A partir de agora, as organizações não governamentais (ONGs) que atuam na Venezuela estarão obrigadas a cumprir normas de prestação de contas ao Ministério do Interior, sob pena de multas. A Assembleia Nacional Bolivariana da Venezuela, de maioria esmagadora chavista, aprovou uma lei interpretada pelas entidades de sociedade civil como uma agressão aos direitos civis e às liberdades individuais, além de uma tentativa de controlar a oposição. A medida se insere em um pacote de leis solicitadas pelo presidente Nicolás Maduro — uma das legislações, que propõe "punir o fascismo", será debatida na próxima semana.
De acordo com o jornal El Nacional, a Assembleia Nacional também concordou em incluir na legislação a proibição para que as ONGs recebam aportes financeiros para "financiamento do terrorismo". A modificação foi proposta pelo deputado Diosdado Cabello, número dois do chavismo. O parlamentar justificou que algumas organizações aplicam dinheiro recebido em guarimbas, como são chamadas na Venezuela as manifestações de caráter violento. O regime de Maduro qualificou algumas ONGs como "fachadas para o financiamento de atividades terroristas". O Alto Comissariado das Nações Unidas para os Direitos Humanos tinha solicitado às autoridades venezuelanas que interrompessem a aprovação "de leis que minem o espaço cívico e democrático".
Para Rafael Uzcátegui, coordenador geral da ONG Programa Venezuelano de Educação e Ação em Direitos Humanos (Provea), uma das ONGS mais respeitadas de Caracas, o regime de Maduro pretende acabar com a sociedade civil independente. "A Venezuela seguirá os passos da Nicarágua e colocará à margem da lei os ativistas e defensores dos direitos humanos, empurrando-os para o exílio", afirmou ao Correio.
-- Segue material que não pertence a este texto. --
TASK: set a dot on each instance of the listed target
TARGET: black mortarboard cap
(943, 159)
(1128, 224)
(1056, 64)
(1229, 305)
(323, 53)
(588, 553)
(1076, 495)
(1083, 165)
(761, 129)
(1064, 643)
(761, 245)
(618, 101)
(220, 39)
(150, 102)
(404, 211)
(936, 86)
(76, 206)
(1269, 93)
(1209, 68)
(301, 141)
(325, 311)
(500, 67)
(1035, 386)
"Vemos essa lei com muita preocupação, pois ela se inscreve dentro do marco de repressão à sociedade civil venezuelano. O fato de ter sido aprovada depois das eleições de 28 de julho sugere um gesto que é parte da agenda repressiva. Querem calar as vozes críticas e independentes da Venezuela", desabafou à reportagem, por telefone, Alí Daniels, advogado e codiretor da ONG Acceso a la Justicia (em Caracas).
Ele explicou que, antes da lei, quando um grupo de pessoas tentava registrar uma organização no país, as autoridades devolviam a solicitação e as impediam de fazê-lo, sob a justificativa de que o estatuto incluía palavras proibidas, como "direitos humanos". "Isso prova que sempre existiu um fechamento dos espaços cívicos. A situação vai piorar. A lei obrigará todas as organizações, inclusive as existentes, a se inscreverem novamente, sob pena de perder a nossa personalidade jurídica. Ficaremos à mercê do governo, que decidirá qual ONG será legalizada e quando", lamentou Daniels.
Ainda de acordo com Daniels, nem mesmo organizações mais vocais, como a Provea, poderão apelar aos tribunais. "Na Venezuela, o Poder Judiciário não é imparcial nem independente. Os juízes não julgam, mas obedecem. Corremos o risco de sairmos piores do que entramos, caso recorramos ao Tribunal Supremo de Justiça", disse o advogado e codiretor do Acceso a la Justicia. "Uma das organizações está em grande perigo, o Cedice, que defende ideias liberais. Segundo a lei, não poderão ser registradas entidades com ideias 'fascistas' — como o conservadorismo moral e o neoliberalismo. "A ONG Cedice atua há mais de 40 anos de serviços prestados à sociedade venezuelana. Ela poderá se tornar ilegal e seus membros poderão ser perseguidos e sujeitos a uma pena de 8 a 12 anos", acrescentou Daniels. A reportagem entrou em contato com a Cedice, mas a fonte alegou que preferiria não dar entrevistas, por motivos de segurança.
O QUE DIZ A NORMA
A normativa obriga as organizações não governamentais e organizações sem fins lucrativos a se inscreverem em um registro local e fazer uma "uma relação das doações recebidas com plena identificação dos doadores, informando se eles são cidadãos do país ou estrangeiros". Tudo sob a supervisão do Ministério do Interior. O descumprimento acarreta multas que podem chegar a US$ 10 mil (R$ 55 mil). A lei foi proposta por Diosdado Cabello, número dois do chavismo, em janeiro de 2023. Ele acusou mais de 60 organizações de "desestabilizar" a Venezuela.